Inis Oírr island is situated off the west coast of Ireland in Galway Bay. It is one of the group of islands known as The Aran Islands. It has an ancient history, a vibrant Irish speaking population, beautiful scenery and a tranquil pace of life. The island can be accessed, all year-round, by plane from Inverin, Connemara, by ferry from Rossaveal, Connemara or seasonly from Doolin, Co. Clare.
This beautiful and picturesque limestone island is partly clothed in a thin layer of soil, with unique flora and fauna in some sections, while in others its bare limestone klint and grikes are visible. Inis Oírr has a year-round population of 250 people and is a Gaeltacht island. Evidence of the island’s rich history, stretching right back to the stone age, adds to the attraction of the island. There is a church, post office, shop, bars, restaurants & cafés, hotel, hostel, B&B’s, campsite, sports facilities & playground, safe beach, community bus, craft outlets, Arts Centre and a community service Co-Operative. The island is accessible all year round by ferry or by aer.
Places to see on Inis Oírr
Cnoc Raithní (Beside an Pháirc)
This monument is a bronze age (c.1500 BC) burial mound rediscovered in 1885 when revealed by a sandstorm.

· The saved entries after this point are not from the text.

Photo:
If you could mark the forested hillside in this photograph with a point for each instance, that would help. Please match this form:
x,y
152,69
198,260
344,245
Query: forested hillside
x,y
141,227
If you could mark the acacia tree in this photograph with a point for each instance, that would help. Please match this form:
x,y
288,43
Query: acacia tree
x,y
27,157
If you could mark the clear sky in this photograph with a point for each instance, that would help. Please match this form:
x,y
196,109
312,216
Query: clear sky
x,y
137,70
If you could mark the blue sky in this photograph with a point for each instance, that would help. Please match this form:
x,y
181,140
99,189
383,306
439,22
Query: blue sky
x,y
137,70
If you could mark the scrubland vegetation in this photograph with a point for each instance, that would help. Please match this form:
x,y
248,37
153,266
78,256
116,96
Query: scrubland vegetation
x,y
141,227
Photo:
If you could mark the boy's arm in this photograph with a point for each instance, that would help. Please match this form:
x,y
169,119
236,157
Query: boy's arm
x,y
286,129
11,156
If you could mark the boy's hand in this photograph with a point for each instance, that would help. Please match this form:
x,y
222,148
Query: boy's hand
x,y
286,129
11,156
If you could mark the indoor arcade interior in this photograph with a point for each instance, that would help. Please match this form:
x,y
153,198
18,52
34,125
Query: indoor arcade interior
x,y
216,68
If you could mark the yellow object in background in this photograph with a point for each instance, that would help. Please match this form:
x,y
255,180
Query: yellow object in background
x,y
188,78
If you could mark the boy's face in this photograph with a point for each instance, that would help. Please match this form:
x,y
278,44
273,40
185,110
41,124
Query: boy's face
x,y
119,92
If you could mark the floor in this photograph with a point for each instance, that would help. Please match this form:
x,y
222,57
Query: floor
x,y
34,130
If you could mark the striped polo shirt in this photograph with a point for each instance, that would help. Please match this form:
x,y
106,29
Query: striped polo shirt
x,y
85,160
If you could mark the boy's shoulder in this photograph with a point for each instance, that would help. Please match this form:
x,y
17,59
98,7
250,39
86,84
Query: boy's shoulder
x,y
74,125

Caisleán Uí Bhriain & Dún Formna Fort
Caisleán Uí Bhriain & Dún Formna Fort (on the hill overlooking the beach) The castle is a three storey tower house built by the O’ Brien’s who controlled the island from approximately 1190 to 1585. Caisleán Uí Bhriain is built within the walls of Dún Formna Fort which dates back to the Stone Age.
The Watch Tower
The Watch Tower (in the general area of Dún Formna) Erected during the reign of Napoleon this was one of a series of watch towers built around the Irish coast to warn the English of an impending sea attack by the French.
Old National School
Old National School (adjacent to the watch tower) built in 1885, it was in use until 1940.
Teampall Chaomháin (The island’s present day graveyard) Caomhán the patron saint of the island is buried in Leaba Chaomháin in this graveyard. His feast day is celebrated on Inis Oírr on the 14th June. The church ruins date back to the 10-14th century.
Loch Mór (Eastern side of the island) This lagoon type lake has an area of 6.6 ha. and at approximately 23m deep is considered one of the deepest in Ireland. Pollinator samples were analyzed from the lake which indicate that the island was populated by trees thousands of years ago.
The Plassy Wreck
The Plassy Wreck (eastern seashore) On the 8 March, 1960 the Plassy cargo ship hit the Finnish Rock in South Sound (the sound between Inis Oírr and Clare) on its journey from Foynes to Galway. No lives were lost as the islanders, without any outside help saved all on board, but were not however allowed to save the cargo!
The Lighthouse (on the southeast tip of the island) The lighthouse is in operation since 1857. It is 37m in height. The light at night has a distance of 20 nautical miles.
Cill na Seacht nIníon
Cill na Seacht nIníon (halfway between the watch tower and the lake) This is known locally as AN CHILL. While it is recorded as the oldest monastic site on the island and is associated with Naomh Moninne, the first saint to inhabit the island, it is not generally visited by locals as a place of pilgrimage at present. The “sleeping quarters” in the perimeter wall are reminiscent of the catacombs in Rome. While ‘Cill na Seacht nIníon’ is translated as ‘Church of the Seven Daughters’ Seacht in Irish also means several or many.
Tobar Éanna (close to the Southwestern seashore) This spring well, probably in use since prehistoric times, has been dedicated to Éanna a saint who came to inhabit these islands around 485AD. It remains a place of pilgrimage to this day and the special blessing associated with a sighting of the elusive resident eel makes it extra special.
Cill Ghobnait (on the western side) A piece of sculpture, of Inis Oírr limestone, by the sculptor Eileen Mac Donagh stands outside the site. The site itself contains the small church ‘Teampall Ghobnait’ two raised gravestones, a beehive hut and a large elder tree of sacred importance. This is a place of pilgrimage as it is where Saint Gobnait resided when she came to Inis Oírr from the Burren. The small church – Teampall Ghobnait, was built in the 8th or 9th century. It is said that St Gobnait, the pattern of Baile Bhuirne fled to Inis Oírr, to escape from their enemies on the mainland.
An Cloch Cuimhniúcháin
An Cloch Cuimhniúcháin (on the western side) This monument was erected in memory of all the islanders who lost their lives at sea.